Ghannouchi fait face à des pressions de l’intérieur de parti Ennahdha pour démissionner

 

Les membres d’Ennahdha deviennent de plus en plus montés contre leur président, Rached Ghannouchi, à cause de ses erreurs compromettantes, autant pour lui que pour eux tous.

La dernière de ces bévues, a été notée par les membres du parti islamiste, à la dernière séance plénière de l’ARP, quand Ghannouchi a présenté une argumentation plus que compromettante, pour expliquer sa visite controversée à Erdogan. Argumentation qui, selon ses frères d’armes, l’a enfoncé encore davantage, et donné raison à ses détracteurs.

Le leader au sein d’Ennahdha a appelé, hier, au cours du programme Houna Tounes, Rached Ghannouchi à lâcher la présidence du parti. Il a précisé que Ghannouchi est le leader incontesté d’Ennahdha, pas seulement, son président. Il devrait laisser la présidence à quelqu’un d’autre et donner l’ordre d’organiser le congrès du mouvement à sa date prévue.

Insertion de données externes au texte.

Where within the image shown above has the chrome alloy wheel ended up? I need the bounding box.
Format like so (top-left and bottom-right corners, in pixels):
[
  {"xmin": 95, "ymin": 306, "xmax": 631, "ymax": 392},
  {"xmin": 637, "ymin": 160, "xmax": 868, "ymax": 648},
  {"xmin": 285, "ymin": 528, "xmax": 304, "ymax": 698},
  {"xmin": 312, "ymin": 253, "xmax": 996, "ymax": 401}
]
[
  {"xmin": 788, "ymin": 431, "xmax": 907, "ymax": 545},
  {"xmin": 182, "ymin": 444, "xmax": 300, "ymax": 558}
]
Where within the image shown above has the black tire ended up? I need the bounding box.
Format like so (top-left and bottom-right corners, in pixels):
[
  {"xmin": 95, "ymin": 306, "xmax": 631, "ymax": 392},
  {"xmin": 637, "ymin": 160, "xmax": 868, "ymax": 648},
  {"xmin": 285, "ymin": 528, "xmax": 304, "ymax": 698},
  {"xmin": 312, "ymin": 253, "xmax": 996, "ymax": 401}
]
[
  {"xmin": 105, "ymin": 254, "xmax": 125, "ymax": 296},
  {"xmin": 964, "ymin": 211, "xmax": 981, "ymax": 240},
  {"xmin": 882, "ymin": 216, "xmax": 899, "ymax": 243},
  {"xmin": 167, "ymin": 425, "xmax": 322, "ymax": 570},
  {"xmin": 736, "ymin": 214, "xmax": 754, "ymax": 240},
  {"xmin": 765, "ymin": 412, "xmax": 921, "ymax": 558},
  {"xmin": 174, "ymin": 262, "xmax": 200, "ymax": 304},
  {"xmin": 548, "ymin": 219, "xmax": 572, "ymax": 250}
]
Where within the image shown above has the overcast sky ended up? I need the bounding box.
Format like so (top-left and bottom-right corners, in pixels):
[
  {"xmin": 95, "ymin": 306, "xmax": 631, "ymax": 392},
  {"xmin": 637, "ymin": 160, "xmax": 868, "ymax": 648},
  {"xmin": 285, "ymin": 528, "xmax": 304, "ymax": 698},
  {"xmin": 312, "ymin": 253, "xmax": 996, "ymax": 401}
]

Ben Salem a ajouté que les dirigeants d’Ennahdha s’entêtent à multiplier les erreurs et que Ghannouchi s’accroche à la présidence du parti et n’hésite pas à punir tous ceux qui prétendent l’y remplacer.

En effet, et pour expliquer sa visite à Istanbul, le lendemain, même, de sa déconfiture au parlement, Ghannouchi a prétendu qu’il avait pris, à l’avance un rendez-vous avec Erdogan. Et qu’il lui fallait s’y prendre assez à l’avance, comme avec tous les chefs d’Etat, et qu’il était en contact, permanent, avec lui, par téléphone. Les membres d’Ennahdha ont vu que cette explication ne pouvait convaincre personne, en plus du fait qu’elle le compromet encore plus. Puisqu’il reconnaissait, tacitement, qu’il avait des secrets à transmettre à Erdogan. Des secrets qu’il ne pouvait se hasarder à raconter au téléphone, puisque, comme il le disait si bien, la police n’est pas sûre, en Tunisie, et une possible écoute, pourrait dévoiler beaucoup de choses. Ou, alors qu’il avait des documents qu’il devait lui transmettre en mains propres.

Et, il faut croire que ce n’est pas la seule cause de la colère qui ne cesse de monter dans les rangs des nahdhaouis, à l’égard de leur président, puisque il parait, selon des sources proches de Mont plaisir, que le Cheikh a fait lancer, depuis quelques jours, une campagne de sollicitation (Mounchada), s’adressant à lui, lui demandant de ne pas quitter la présidence du parti. Ce qui n’est pas pour plaire aux dirigeants d’Ennahdha qui sont en train de le pousser vers la porte de sortie du parti. Sachant que ces dirigeants ne cessent de lui rappeler son engagement à désigner la commission de préparation du prochain congrès du parti, chose qu’il n’a, toujours, pas abordé, voulant, certainement, gagner un maximum de temps, et se préparer bien comme il le faut, avant de lancer la procédure de préparation du congrès.

Abir Moussi a reproché au président de l’ARP sa visite en Turquie tout de suite après la chute du gouvernement Jemli, une visite non annoncée au moment où le président turc Erdogan s’apprêtait à intervenir militairement en Libye.

Elle a aussi accusé Ghannouchi d’avoir violé les secrets de l’Etat en sa qualité de membre du conseil de sécurité nationale.

« Il faut lui retirer la confiance », a-t-elle ajouté en indiquant que son bloc a pris l’initiative d’une motion pour le retrait de la confiance que ses 17 membres ont signé et qu’ils mettront à la disposition des autres blocs parlementaires.

Mais elle a fait observer que les autres blocs ont tergiversé car ils n’ont pas le courage d’affronter Ennahdha. Cette remarque lui a valu les répliques d’autres blocs qui lui ont reproché d’être l’héritière de l’ère de l’arbitraire et de la dictature.